Бывший студент берлинского университета, страстно любивший Шиллера, Гете, Жорж Санд, Гегеля, Фихте, Тургенев тяготел скорее к клану западников. Однако он так любил русскую землю, русский народ, что понимал и привязанность некоторых соотечественников ко всему, что составляло прадедовскую самобытность нации. Как бы ни была хороша наука, приобретенная по ту сторону границы, он был убежден в том, что душой и телом принадлежал своей огромной стране, каждая травинка которой была родной. Разве нельзя любить Запад, ценить его писателей, художников, музыкантов, философов, оставаясь при этом братом своих неграмотных крестьян, которые каждое воскресенье отправляются на службу в церковь? Что касается его, то он испытывал странную раздвоенную привязанность и к России, и к Европе. Кроме того, он не желал выбирать между славянофилами и западниками. В искусстве, как в политике, он не принимал резких мнений, категоричных суждений, интеллектуального фанатизма. В каждом предложении видел «за» и «против». Тем не менее он с удовольствием посещал кружки прогрессивно настроенной молодежи. Сын своего времени, он разделял их либеральные взгляды, но стремлений борца в себе не чувствовал. Только на встречах, которые проходили у Белинского, он испытывал чувство полной свободы. Когда же тот устроился летом на даче в окрестностях Санкт-Петербурга, он каждое утро приходил к нему. Белинский, который уже был тяжело болен туберкулезом, радовался этим встречам, пускался в горячие споры о Боге, о будущем человечества, о социальной несправедливости и новых течениях в литературе. Жена Белинского тщетно умоляла его не горячиться. Приближалось время обеда – он забывал о нем. А так как проголодавшийся Тургенев торопился сесть за стол, Белинский восклицал: «Мы не решили еще вопроса о существовании Бога, а вы хотите есть!» Оба они переживали отставание России от цивилизованных государств. «Тяжелые тогда стояли времена! – напишет Тургенев. – Бросишь вокруг себя мысленный взор: взяточничество процветает, крепостное право стоит, как скала, казарма на первом плане, суда нет, носятся слухи о закрытии университетов, поездки за границу становятся невозможны, путной книги выписать нельзя, какая-то темная туча постоянно висит над всем так называемым ученым, литературным ведомством». (И.С. Тургенев. «Литературные и житейские воспоминания».)
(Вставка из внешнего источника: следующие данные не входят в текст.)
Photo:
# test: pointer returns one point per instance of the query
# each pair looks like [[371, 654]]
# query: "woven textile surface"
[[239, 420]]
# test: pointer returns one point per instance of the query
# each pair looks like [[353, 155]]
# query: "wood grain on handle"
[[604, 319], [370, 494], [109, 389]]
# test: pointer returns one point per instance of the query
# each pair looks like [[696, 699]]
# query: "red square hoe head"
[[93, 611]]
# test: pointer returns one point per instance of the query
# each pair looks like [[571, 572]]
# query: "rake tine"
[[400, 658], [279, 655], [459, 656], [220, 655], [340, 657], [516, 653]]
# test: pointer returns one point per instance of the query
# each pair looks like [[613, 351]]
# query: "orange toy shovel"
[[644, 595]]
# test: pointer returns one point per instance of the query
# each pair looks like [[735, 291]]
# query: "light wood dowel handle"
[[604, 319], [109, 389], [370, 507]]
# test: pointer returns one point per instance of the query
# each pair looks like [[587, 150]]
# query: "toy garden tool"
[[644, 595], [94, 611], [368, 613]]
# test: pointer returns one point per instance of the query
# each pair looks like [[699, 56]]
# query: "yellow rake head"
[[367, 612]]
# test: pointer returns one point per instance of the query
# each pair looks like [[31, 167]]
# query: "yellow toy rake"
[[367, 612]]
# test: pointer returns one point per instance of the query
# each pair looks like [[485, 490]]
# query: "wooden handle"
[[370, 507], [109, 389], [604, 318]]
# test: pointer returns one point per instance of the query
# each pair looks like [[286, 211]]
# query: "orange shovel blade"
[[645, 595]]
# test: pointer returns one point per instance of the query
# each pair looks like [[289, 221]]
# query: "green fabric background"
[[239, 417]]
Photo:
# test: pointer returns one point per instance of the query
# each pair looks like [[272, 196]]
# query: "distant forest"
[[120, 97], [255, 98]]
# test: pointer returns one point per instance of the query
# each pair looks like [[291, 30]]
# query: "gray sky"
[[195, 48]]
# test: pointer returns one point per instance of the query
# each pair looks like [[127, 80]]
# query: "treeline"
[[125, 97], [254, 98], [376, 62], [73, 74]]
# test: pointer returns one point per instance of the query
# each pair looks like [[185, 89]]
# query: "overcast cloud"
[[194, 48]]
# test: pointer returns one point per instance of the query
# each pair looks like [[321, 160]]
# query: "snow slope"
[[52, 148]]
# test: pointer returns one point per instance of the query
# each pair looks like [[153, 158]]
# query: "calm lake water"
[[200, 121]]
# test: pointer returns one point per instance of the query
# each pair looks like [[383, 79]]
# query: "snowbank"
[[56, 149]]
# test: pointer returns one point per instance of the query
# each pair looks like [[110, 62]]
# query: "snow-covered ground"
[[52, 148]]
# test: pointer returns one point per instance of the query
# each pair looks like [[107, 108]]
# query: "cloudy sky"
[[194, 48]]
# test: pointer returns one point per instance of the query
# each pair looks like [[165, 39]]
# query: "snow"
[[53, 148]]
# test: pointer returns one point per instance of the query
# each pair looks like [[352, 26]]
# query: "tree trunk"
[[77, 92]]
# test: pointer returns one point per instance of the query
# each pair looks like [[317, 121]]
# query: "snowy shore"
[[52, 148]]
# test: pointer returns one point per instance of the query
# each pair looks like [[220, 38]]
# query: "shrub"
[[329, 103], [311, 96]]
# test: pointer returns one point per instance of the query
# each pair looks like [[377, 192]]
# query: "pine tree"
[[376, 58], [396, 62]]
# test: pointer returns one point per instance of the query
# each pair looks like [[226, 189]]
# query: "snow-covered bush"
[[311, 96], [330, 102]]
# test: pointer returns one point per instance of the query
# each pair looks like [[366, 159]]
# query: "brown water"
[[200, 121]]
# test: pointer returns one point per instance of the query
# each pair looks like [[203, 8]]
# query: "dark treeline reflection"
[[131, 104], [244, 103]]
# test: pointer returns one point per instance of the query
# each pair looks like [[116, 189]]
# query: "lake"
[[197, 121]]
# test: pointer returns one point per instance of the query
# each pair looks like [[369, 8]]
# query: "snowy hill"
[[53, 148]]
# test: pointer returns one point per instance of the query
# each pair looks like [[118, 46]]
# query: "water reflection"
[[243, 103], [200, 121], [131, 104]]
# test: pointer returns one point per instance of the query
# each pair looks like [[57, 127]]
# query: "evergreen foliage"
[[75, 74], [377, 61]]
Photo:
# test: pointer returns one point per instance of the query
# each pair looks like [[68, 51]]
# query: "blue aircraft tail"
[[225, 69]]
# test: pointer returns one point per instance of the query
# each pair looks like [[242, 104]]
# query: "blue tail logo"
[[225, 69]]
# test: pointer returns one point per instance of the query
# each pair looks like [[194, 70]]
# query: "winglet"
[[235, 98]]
И действительно, под жесткой властью Николая I страна, подавленная террором, замерла. Казалось, время остановилось. Роптали, но терпели. Белинский учил своих юных друзей видеть жестокость автократии в политике. «Если бы нас спросили, – писал он, – в чем состоит существенная заслуга новой литературной школы, – мы отвечали бы: в том <<…>> что от высших идеалов человеческой природы и жизни она обратилась к так называемой „толпе“, исключительно избрала ее своим героем, изучает ее с глубоким вниманием и знакомит ее с нею же самою». (В.Г. Белинский. «Русская литература в 1845 году».) Следовательно, чем больше исключительных героев, тем больше обычных людей; чем больше грандиозных декораций, тем больше деталей обыденной жизни; чем более радужны мечты, тем более жестока действительность. В повести «Андрей Колосов» Тургенев порвал с романтическим идеализмом, с которого началось его творчество, чтобы описать хорошо знакомую студенческую среду. Таким образом, от элегических сюжетов он перешел к изучению нравов, и Белинский был признателен ему за обращение к его теории. «Я несколько сблизился с Тургеневым, – писал он Боткину. – Это человек необыкновенно умный, да и вообще хороший человек. Беседы и споры с ним отводили мне душу. <<…>> Вообще Русь он понимает. Во всех его суждениях виден характер и действительность». (Письмо от 31 марта 1843 года.)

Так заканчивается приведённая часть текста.